Die EU-Kommission und Astrazeneca sehen sich beide als Gewinner nach dem Gerichtsurteil ⋆ Nürnberger Blatt

AstraZeneca – Bild: 9_fingers_ über Twenty20

Nach dem Gerichtsurteil im Streit um Lieferverzögerungen bei Corona-Impfstoffen sehen sich sowohl die EU-Kommission als auch der Hersteller Astrazeneca als Gewinner. Das zuständige belgische Gericht attestierte dem britisch-schwedischen Unternehmen am Freitag einen Vertragsbruch. Sie bestellte jedoch deutlich weniger Impfstofflieferungen als von der Kommission gefordert.

Nach Angaben der Kommission stellte das Gericht den „schweren Verstoß“ von Astrazeneca gegen seine vertraglichen Verpflichtungen gegenüber der EU fest.
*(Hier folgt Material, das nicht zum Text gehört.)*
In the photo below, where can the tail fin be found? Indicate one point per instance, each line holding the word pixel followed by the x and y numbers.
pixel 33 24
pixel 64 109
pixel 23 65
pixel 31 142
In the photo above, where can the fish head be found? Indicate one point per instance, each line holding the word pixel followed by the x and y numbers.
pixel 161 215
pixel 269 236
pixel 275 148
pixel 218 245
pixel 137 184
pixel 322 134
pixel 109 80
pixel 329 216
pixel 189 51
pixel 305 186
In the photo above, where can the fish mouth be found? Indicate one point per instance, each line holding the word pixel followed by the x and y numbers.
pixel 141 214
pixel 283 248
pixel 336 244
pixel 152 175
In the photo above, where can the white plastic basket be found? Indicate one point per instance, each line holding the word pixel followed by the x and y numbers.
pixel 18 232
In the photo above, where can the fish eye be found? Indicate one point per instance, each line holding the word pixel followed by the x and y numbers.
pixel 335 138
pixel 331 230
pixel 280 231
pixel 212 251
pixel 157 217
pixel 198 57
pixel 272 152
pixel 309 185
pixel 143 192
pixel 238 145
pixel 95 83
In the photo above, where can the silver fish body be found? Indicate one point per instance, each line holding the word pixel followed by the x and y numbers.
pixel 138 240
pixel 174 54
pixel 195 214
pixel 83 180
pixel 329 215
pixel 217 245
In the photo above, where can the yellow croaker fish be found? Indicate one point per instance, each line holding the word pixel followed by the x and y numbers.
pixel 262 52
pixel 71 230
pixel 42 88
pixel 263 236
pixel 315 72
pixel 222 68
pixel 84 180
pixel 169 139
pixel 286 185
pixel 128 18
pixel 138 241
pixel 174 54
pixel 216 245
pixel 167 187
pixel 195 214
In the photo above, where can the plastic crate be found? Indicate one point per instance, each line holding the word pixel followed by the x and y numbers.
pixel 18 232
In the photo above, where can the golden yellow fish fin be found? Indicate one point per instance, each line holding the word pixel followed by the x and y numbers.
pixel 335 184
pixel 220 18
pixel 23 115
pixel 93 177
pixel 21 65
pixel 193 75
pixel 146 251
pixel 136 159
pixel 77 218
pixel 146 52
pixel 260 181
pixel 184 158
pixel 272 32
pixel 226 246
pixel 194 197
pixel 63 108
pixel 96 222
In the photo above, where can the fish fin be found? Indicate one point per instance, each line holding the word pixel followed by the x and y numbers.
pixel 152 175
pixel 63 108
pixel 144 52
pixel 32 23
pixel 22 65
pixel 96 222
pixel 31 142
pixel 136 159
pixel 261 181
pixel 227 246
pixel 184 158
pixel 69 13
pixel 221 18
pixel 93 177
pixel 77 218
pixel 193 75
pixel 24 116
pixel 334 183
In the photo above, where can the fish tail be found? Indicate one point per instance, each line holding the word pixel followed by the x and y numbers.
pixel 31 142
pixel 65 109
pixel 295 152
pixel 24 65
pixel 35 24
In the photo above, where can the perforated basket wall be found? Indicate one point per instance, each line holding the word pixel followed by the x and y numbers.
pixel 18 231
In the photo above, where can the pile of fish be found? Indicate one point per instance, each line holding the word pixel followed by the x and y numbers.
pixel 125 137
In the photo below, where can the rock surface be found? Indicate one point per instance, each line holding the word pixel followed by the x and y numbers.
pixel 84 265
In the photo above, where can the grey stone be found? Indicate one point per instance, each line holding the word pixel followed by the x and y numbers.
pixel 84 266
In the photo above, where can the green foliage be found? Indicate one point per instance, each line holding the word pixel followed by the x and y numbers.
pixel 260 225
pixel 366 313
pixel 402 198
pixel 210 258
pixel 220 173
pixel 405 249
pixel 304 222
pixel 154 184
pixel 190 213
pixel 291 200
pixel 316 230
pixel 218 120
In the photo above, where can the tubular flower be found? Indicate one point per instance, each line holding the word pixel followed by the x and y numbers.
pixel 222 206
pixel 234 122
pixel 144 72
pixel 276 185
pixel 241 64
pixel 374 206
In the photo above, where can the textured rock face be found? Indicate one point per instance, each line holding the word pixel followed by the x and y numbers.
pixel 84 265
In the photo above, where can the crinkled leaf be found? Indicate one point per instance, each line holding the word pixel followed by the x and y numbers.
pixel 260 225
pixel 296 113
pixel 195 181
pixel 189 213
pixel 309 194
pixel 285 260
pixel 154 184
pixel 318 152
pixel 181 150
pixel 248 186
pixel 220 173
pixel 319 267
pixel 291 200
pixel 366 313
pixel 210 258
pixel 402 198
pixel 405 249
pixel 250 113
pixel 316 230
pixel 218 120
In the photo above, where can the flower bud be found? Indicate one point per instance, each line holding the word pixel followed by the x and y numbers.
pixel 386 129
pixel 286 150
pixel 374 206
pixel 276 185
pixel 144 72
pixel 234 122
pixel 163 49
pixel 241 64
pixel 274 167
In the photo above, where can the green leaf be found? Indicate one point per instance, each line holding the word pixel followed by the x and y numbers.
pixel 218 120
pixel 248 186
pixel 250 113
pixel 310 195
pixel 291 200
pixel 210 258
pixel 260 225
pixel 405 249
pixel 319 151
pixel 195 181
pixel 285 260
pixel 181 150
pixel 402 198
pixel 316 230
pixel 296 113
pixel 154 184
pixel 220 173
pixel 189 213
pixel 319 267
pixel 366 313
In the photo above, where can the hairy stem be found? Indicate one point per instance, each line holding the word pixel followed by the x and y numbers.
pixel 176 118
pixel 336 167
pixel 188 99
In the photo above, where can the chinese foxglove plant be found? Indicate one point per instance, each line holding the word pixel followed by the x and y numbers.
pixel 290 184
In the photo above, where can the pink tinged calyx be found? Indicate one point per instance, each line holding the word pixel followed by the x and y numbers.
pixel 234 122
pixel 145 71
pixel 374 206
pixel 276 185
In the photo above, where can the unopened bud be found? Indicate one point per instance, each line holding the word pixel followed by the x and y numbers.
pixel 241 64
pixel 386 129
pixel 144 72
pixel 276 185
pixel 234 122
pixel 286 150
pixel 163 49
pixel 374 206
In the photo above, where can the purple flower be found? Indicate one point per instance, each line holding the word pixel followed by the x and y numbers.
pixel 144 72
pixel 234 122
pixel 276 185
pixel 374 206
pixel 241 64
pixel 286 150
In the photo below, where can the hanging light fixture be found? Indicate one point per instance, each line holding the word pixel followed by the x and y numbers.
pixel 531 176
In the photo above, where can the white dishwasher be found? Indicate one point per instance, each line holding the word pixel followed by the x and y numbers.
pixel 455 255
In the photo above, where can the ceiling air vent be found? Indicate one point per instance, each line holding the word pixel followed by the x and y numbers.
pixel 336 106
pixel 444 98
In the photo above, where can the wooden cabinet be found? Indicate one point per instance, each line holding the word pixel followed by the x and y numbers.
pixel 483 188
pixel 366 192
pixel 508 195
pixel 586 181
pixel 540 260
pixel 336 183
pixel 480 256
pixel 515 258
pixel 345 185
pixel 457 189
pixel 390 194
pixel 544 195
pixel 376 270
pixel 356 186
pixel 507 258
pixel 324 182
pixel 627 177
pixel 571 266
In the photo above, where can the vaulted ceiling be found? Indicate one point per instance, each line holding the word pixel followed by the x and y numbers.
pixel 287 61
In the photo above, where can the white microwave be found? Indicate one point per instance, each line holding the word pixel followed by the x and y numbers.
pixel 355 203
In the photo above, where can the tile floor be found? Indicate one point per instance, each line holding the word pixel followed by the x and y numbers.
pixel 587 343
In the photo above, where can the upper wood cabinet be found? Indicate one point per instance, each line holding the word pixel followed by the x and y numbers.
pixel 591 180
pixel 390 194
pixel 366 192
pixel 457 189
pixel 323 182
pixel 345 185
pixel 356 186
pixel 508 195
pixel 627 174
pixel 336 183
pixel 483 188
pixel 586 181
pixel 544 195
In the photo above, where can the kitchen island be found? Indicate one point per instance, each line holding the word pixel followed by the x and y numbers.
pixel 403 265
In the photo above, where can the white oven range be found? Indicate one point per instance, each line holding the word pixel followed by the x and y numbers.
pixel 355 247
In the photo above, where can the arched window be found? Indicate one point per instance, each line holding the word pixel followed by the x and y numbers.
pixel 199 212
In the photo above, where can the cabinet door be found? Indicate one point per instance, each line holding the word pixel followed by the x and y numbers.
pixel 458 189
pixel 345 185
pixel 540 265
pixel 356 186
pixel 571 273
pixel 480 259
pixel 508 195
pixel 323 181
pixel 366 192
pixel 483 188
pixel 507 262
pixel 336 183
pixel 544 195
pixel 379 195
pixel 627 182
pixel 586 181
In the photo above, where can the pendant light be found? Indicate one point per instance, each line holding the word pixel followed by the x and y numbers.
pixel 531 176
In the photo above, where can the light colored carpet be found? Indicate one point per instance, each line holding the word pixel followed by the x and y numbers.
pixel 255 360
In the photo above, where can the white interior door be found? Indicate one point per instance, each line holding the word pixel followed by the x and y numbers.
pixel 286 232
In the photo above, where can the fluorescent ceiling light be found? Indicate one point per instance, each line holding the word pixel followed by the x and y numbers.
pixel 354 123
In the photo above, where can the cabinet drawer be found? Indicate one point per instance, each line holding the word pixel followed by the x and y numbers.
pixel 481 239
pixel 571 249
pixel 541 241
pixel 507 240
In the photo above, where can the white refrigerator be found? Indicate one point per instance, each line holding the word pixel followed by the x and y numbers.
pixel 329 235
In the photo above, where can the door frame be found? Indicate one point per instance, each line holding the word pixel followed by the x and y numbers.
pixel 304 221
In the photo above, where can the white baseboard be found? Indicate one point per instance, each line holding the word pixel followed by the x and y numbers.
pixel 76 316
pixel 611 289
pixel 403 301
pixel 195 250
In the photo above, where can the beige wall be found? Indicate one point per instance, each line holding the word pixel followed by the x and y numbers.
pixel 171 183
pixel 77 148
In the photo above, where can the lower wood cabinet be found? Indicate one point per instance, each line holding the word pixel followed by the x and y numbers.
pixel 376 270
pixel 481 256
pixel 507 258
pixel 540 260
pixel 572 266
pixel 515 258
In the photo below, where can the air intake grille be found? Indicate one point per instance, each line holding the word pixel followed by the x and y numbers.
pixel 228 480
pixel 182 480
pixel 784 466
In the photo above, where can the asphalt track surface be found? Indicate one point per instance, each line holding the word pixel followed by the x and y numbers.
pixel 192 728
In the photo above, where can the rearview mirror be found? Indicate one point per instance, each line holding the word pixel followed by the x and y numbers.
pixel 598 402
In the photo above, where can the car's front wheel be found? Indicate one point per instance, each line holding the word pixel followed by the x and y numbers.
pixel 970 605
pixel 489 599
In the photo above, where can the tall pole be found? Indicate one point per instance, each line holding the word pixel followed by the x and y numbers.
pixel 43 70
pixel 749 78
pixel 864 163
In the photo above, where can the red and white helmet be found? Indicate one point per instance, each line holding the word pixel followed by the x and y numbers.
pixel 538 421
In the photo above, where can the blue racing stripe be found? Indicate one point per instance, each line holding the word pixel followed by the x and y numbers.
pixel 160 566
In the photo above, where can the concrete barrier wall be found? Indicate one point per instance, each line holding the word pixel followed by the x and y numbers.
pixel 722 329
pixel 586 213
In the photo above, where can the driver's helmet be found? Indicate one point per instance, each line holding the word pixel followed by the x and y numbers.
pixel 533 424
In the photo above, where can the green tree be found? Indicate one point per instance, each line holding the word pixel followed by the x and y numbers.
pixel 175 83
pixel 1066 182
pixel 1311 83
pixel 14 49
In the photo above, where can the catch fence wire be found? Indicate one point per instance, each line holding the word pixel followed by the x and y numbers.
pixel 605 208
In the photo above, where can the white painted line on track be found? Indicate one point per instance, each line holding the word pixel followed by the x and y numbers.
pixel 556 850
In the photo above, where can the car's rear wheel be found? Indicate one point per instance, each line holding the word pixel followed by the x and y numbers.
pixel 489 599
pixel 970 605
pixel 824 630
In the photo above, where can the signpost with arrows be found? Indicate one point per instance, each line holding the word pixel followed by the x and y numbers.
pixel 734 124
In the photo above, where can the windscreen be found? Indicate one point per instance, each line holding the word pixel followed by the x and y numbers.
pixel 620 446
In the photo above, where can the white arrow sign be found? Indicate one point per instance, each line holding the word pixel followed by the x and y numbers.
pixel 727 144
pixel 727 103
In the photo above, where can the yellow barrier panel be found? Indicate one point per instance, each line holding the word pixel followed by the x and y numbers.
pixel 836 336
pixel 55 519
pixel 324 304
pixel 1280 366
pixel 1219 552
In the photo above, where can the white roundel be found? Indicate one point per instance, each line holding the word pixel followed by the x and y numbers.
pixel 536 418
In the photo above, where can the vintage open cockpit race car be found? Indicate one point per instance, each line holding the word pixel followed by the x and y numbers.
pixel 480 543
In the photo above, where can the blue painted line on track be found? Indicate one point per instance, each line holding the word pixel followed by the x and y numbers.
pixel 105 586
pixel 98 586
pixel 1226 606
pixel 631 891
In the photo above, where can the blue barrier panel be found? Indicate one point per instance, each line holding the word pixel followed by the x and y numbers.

Demnach muss das Unternehmen nun bis Ende September zusätzlich zu den im ersten Quartal 2021 gelieferten 30 Millionen Impfdosen weitere 50 Millionen Impfdosen ausliefern. Andernfalls wird für jede nicht abgegebene Dosis eine Strafe von 10 Euro fällig.

„Diese Entscheidung bestätigt die Position der Kommission“, sagte EU-Kommissionspräsidentin Ursula von der Leyen. „Das zeigt, dass unsere europäische Impfkampagne nicht nur jeden Tag etwas für unsere Bürgerinnen und Bürger tut. Es zeigt auch, dass es eine solide rechtliche Grundlage hat. “

Auch Astrazeneca begrüßte die Entscheidung. “Die Europäische Kommission hatte (…) bis Ende September 2021 insgesamt 300 Millionen beantragt”, teilte das Unternehmen mit. Inklusive der 30 Millionen aus dem ersten Quartal hat das Gericht jedoch nur die Lieferung von 80 Millionen festgelegt. Insgesamt habe Astrazeneca bereits mehr als 70 Millionen Dosen in die EU geliefert – und werde damit die vom Gericht geforderte Menge deutlich überschreiten, so Astrazeneca weiter.

In Bezug auf Produktionsprobleme hat das Unternehmen bislang deutlich weniger Impfstoff in die EU geliefert als vertraglich vereinbart. Die Kommission, die im Auftrag der Mitgliedstaaten die Lieferverträge mit den verschiedenen Impfstoffherstellern ausgehandelt hatte, hat im Mai Klage eingereicht. Astrazeneca hatte bestritten, den mit der EU geschlossenen Vertrag gebrochen zu haben.

Die Lieferverzögerungen hatten vor allem in der EU für Ärger gesorgt, da insbesondere Großbritannien offenbar nicht betroffen war. Im Mittelpunkt der Auseinandersetzung standen demnach zwei Produktionsstätten des Unternehmens in Großbritannien, die bislang keinen Impfstoff für die EU hergestellt haben. Astrazeneca sagte, es erfülle den britischen Vertrag mit der britischen Fertigung, während Produktionsprobleme in den Niederlanden die Lieferungen in die EU beeinträchtigten.

Nach Angaben der Kommission sind die belgischen Richter nun zu dem Schluss gekommen, dass es dem Unternehmen in den Verträgen nicht erlaubt ist, einem Vertrag Vorrang vor dem anderen zu geben. Astrazeneca hätte “auch die im Vertrag ausdrücklich genannten britischen Produktionsstätten” nutzen müssen, um seinen Verpflichtungen gegenüber der EU nachzukommen.

Anders als von der EU gefordert, haben die belgischen Richter Astrazeneca nicht verpflichtet, die EU aus Großbritannien zu beliefern – zumindest solange die vorgeschriebenen Impfstofflieferungen eingehalten werden. „Alle anderen von der EU-Kommission geforderten Maßnahmen wurden abgelehnt“, teilte das Unternehmen mit.